Días atrás fui a mi dietista. Evidentemente, el asunto no pintó demasiado bien, porque estamos algo lejos de los objetivos propuestos para estas fechas. Pese a todo, como existe buena voluntad por ambas partes, seguiremos intentándolo. Durante la entrevista médica me recordaron por enésima vez que somos lo que comemos y nuestra dieta no puede quedar al margen de lo que somos y de lo que intentamos llevar a cabo. Como ella me dice: “Recuerda las veces que lo que has comido te ha comportado una mala digestión, o te ha dejado mal sabor de boca, o al acostarte te ha dado acidez, lo que indica que has hecho caso omiso de lo que tan a menudo te recomienda tu doctora”.

Es cierto que somos lo que comemos, y lo experimentamos de muchas maneras. No sólo en el ámbito culinario o material, sino que sé que también se hace evidente en el ámbito espiritual. ¿Cuántos han mamado desde pequeños un ambiente hostil, de marginación, y después su vida ha sido hostil y marginada? Cuando las personas se alimentan de odio, de indiferencia o de violencia, después acostumbran a ser  violentos, indiferentes a las necesidades de los demás y el odio acumulado termina por originar conflictos y hasta guerras. Ya sé que no siempre es así, que existen honrosas excepciones, pero con frecuencia la guerra genera más guerra, igual que el odio y la violencia. Conviene, pues, que éste no sea el alimento de la infancia, ni de nadie, en nuestro planeta.

A nosotros, los cristianos, nos toca derramar y llenar el mundo de ingredientes de paz, generosidad, amor, honradez, servicio, bondad… En definitiva, de los ingredientes que son propios del testamento de Jesús y que nos configuran como sus seguidores y creyentes en su mensaje.

A veces pienso que todo consiste en intentar preparar un buen cocido, o cualquier otro plato de la variada cocina mediterránea.

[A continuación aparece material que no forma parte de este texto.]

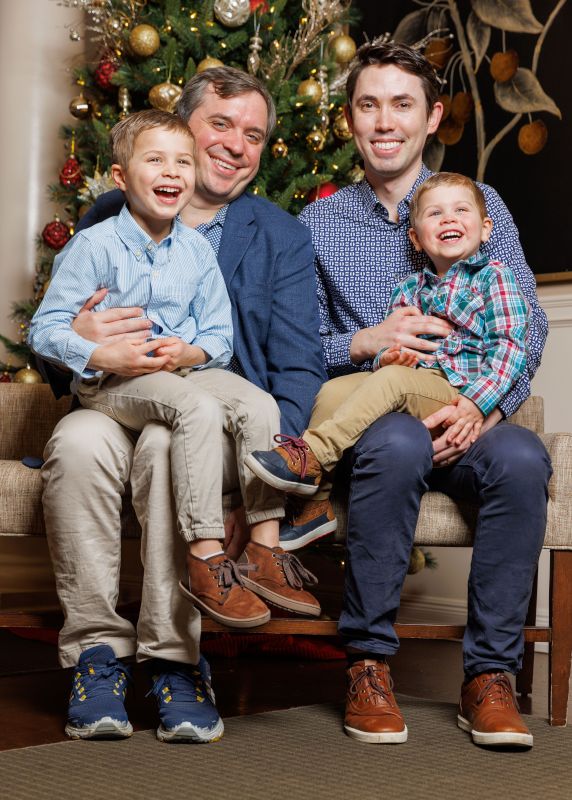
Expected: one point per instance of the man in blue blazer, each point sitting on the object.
(266, 258)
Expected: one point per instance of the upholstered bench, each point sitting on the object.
(28, 415)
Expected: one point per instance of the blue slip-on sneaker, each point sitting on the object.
(186, 702)
(291, 467)
(311, 522)
(97, 700)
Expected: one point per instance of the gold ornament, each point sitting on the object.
(341, 127)
(232, 13)
(27, 375)
(310, 89)
(343, 48)
(279, 149)
(80, 107)
(144, 40)
(356, 174)
(165, 96)
(209, 63)
(316, 140)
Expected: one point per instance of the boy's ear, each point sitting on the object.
(487, 229)
(415, 240)
(118, 176)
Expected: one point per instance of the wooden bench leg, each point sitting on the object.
(561, 626)
(526, 674)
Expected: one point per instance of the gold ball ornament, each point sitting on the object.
(209, 63)
(27, 375)
(341, 128)
(279, 149)
(232, 13)
(80, 107)
(343, 48)
(311, 90)
(316, 140)
(144, 40)
(165, 96)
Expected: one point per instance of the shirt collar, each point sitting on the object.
(135, 238)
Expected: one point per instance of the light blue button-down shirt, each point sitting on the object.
(177, 282)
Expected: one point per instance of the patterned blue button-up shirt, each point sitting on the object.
(485, 353)
(177, 282)
(361, 255)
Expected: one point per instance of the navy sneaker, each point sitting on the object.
(291, 467)
(310, 522)
(186, 702)
(97, 701)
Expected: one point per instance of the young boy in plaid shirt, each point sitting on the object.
(472, 369)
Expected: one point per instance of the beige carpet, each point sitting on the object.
(293, 755)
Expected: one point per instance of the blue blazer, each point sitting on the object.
(267, 260)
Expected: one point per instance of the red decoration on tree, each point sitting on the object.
(70, 175)
(56, 234)
(323, 190)
(104, 73)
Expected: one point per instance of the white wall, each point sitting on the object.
(36, 87)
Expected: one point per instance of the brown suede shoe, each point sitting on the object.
(372, 713)
(216, 588)
(279, 578)
(489, 712)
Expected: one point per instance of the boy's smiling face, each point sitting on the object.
(449, 226)
(159, 180)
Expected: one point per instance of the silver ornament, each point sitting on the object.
(232, 13)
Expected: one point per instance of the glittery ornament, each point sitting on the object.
(279, 149)
(232, 13)
(144, 40)
(56, 234)
(165, 96)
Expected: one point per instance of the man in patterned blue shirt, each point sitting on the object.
(360, 236)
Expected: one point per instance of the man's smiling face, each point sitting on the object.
(390, 123)
(229, 138)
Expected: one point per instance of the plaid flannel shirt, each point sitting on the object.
(485, 354)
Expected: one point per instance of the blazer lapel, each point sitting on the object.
(239, 228)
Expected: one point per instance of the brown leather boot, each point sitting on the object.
(372, 713)
(279, 578)
(216, 587)
(489, 712)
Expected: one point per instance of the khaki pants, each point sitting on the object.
(196, 407)
(90, 460)
(345, 407)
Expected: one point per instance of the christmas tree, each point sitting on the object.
(143, 52)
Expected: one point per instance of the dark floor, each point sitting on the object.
(34, 690)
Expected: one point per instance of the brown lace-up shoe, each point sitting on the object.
(372, 713)
(217, 588)
(279, 578)
(489, 712)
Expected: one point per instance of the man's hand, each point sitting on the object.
(402, 328)
(128, 358)
(180, 354)
(112, 325)
(236, 533)
(397, 356)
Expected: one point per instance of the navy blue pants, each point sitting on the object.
(505, 473)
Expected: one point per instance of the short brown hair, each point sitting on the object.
(124, 134)
(446, 179)
(226, 82)
(402, 56)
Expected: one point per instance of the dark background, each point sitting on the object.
(535, 188)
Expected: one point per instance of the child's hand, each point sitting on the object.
(465, 423)
(180, 354)
(396, 355)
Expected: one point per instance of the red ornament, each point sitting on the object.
(56, 234)
(70, 175)
(323, 190)
(104, 73)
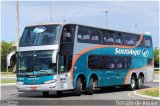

Da igual lo que pongamos mientras sea de buena calidad, sólo así  el resultado final tendrá el buen sabor que esperamos. En nuestra sociedad no importa quien suministra los ingredientes, lo que importa es que sean provechosos y saludables. Puede ser que los ingredientes los aportemos entre todos y son muchos los grupos sociales que colaboran para lograr un excelente cocido social. Si se ha hecho bien, nos alimentará y nos ayudará a construir personas sanas o como diríamos en lenguaje religioso, bienaventuradas. Pero jamás debemos olvidar que la cocina no atañe solamente a los cristianos, sino a todos los grupos que forman la sociedad. Y tenemos que alegrarnos de que sea así. Una de las tareas que Jesús nos encomendó es la de saber reconocer lo mucho de bueno que hay en los demás grupos, que sumando todas las aportaciones es cuando estamos construyendo el Reino de Dios.

Pero como nos recuerda Jesús en el evangelio, nosotros, los cristianos, solamente hemos de ser la sal del cocido. Cuando la comida se sirve en la mesa, la sal ni se ve ni se huele, y sólo sabremos de su presencia al probar la comida. La sal se ha disuelto entre todos los elementos introducidos en el cocido, pero es capaz de darle un gusto especial, sin la cual quedaría soso y más bien insípido. Dar buen sabor, esta es nuestra misión. Pero no un sabor cualquiera, sino el sabor de Cristo. Que todo el mundo se pueda sentir saciado de solidaridad, servicio, humildad, ultimidad, amor desinteresado. Así, bien alimentados, tendremos una convivencia más agradable y gustosa. Insisto, los ingredientes los poseen todos los seres humanos y nosotros tan sólo somos la sal, la que hace que la convivencia tenga el sabor de Cristo. Poca cosa, si queréis, pero muy importante en la vida.

Lo cierto es que tampoco podemos pasarnos, un exceso de sal hace la comida indigerible. A veces tengo la sensación de que la “cristiandad” no fue otra cosa que un exceso de sal que hizo subir la tensión de la sociedad a tal extremo, que muchos optaron por comer una dieta sin sal. No olvidemos esta lección de humildad  si queremos contribuir con nuestra presencia a la construcción de un mundo mejor.

Los cristianos no podemos perder el sabor de las bienaventuranzas, sin el cual no serviríamos para nada, como nos dice Jesús en el evangelio. La pureza de corazón, el amor a la justicia, la lucha por la paz, la pobreza…son valores constitutivos de nuestra vida que deseamos aportar a la sociedad en que vivimos. Es posible que haya quien rehúse estos valores y busque otras actitudes y modos de ser ante la vida, pero nosotros no podemos renunciar a lo que somos ni al sabor que tenemos. Cristo nos enseñó a sentarnos alrededor de la mesa, a saborear el encuentro con los hermanos y a hacer de ello el ágape fraternal. Que cuando nos encontremos en el banquete de la vida, no nos falte la sal.